Court records state that Judge John Dorsey of the Delaware Bankruptcy Court permitted the bankrupt exchange to liquidate up to US$100 million in cryptocurrency per week. If two committees representing FTX clients approve, the cap could rise to US$200 million.
Additionally, FTX intends to use an investment advisor to hedge and stake its cryptocurrency. The company anticipates that these techniques will reduce the risk of price volatility and generate passive interest, in accordance with the approved proposal.
The business has appointed Mike Novogratz, the former head of investment banking at Galaxy Asset Management, to serve as an advisor in the transaction.

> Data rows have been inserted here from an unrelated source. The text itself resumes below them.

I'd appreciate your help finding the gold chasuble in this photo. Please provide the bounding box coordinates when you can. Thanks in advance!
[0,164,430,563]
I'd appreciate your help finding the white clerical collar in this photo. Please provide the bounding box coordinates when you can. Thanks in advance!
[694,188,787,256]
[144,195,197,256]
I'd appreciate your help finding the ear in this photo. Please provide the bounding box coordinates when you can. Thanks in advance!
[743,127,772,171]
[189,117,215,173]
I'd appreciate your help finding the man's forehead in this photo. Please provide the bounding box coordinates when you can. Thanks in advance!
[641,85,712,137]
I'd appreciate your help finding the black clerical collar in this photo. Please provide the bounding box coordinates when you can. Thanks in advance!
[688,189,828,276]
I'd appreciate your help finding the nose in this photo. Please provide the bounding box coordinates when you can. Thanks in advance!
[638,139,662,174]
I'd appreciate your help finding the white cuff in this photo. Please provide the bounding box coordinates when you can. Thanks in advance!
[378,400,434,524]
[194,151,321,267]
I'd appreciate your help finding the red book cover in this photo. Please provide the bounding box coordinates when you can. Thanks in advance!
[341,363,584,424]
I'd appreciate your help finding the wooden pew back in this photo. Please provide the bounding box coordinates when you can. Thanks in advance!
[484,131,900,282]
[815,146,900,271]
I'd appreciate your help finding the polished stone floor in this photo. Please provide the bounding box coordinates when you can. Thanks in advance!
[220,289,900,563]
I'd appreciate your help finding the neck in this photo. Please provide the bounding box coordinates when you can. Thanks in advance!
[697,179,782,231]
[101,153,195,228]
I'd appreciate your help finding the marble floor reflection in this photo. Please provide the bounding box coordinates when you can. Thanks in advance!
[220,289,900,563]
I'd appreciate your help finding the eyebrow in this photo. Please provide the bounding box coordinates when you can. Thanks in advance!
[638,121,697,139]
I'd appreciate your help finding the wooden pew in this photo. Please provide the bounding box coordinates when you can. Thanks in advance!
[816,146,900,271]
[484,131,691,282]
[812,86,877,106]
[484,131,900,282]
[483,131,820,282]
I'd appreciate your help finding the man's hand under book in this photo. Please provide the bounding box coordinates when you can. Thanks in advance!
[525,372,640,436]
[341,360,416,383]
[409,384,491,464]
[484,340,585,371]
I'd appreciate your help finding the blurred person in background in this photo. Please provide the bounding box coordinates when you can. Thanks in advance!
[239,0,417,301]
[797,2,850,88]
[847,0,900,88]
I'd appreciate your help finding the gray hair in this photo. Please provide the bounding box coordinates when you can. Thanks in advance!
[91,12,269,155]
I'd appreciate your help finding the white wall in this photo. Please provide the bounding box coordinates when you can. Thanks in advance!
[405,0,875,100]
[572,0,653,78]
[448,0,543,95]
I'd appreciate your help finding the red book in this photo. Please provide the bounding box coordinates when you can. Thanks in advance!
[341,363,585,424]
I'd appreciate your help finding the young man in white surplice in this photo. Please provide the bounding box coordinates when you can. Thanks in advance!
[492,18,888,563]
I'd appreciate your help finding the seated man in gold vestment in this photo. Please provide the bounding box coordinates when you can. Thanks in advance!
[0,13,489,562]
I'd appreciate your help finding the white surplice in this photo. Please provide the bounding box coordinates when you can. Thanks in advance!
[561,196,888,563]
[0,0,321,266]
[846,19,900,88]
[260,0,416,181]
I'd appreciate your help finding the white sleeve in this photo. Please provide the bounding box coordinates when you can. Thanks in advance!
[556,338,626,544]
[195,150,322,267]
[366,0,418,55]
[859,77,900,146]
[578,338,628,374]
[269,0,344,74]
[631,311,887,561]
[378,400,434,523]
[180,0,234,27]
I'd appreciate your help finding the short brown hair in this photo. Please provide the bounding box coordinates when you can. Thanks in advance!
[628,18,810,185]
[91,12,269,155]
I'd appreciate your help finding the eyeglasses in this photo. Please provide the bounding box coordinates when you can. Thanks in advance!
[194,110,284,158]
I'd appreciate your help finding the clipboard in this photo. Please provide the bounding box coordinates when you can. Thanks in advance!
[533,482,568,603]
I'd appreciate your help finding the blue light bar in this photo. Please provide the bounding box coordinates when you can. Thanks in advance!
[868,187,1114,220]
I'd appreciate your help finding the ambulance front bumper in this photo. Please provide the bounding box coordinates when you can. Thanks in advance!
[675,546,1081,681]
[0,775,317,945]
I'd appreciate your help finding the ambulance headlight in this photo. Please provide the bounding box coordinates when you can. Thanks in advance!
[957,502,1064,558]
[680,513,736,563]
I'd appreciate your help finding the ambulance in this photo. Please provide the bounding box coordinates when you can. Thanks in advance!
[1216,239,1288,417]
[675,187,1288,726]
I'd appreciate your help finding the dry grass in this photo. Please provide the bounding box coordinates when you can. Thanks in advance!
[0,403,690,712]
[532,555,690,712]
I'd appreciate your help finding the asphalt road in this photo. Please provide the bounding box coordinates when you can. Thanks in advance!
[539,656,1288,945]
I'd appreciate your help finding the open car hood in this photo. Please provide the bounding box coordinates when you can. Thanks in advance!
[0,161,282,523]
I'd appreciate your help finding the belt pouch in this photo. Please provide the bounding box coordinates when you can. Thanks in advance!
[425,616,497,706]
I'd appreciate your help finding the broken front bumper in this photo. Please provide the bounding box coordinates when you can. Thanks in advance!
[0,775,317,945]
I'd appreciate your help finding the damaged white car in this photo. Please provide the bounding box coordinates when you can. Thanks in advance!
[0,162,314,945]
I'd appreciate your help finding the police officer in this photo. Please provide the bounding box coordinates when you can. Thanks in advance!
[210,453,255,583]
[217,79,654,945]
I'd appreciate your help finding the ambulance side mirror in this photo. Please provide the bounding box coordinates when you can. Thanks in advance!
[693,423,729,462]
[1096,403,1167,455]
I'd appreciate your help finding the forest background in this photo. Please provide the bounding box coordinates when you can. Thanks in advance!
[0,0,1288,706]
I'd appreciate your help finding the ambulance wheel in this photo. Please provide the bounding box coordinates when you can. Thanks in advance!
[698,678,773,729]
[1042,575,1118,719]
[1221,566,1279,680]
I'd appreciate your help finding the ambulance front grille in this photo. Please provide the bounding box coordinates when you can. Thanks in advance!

The bankrupt cryptocurrency exchange possesses US$3.4 billion worth of cryptocurrency assets, according to court documents. It currently has Solana worth $1.16 billion, Bitcoin worth $560 million, and Ether worth 192 million dollars. Additionally, USDT and XRP stablecoins are held.
Following accusations of misappropriating billions of dollars in client assets and other wrongdoings, FTX and its sibling hedge fund Alameda Research filed for Chapter 11 bankruptcy protection on November 11.
In addition, FTX is attempting to recover millions of dollars it paid to sports teams and celebrities as endorsers prior to its bankruptcy, including retired basketball player Shaquille O’Neal, Naomi Osaka, a professional tennis player, and the Miami Heat of the National Basketball Association.
Sam Bankman-Fried, the founder and former CEO of FTX, was apprehended in the Bahamas in December 2022 and charged with witness tampering. He was sentenced to prison on August 11 of that year. He has defended his innocence and entered a not-guilty plea to each of the 13 allegations made against him. Wire fraud and securities fraud totaling billions of dollars were implicated.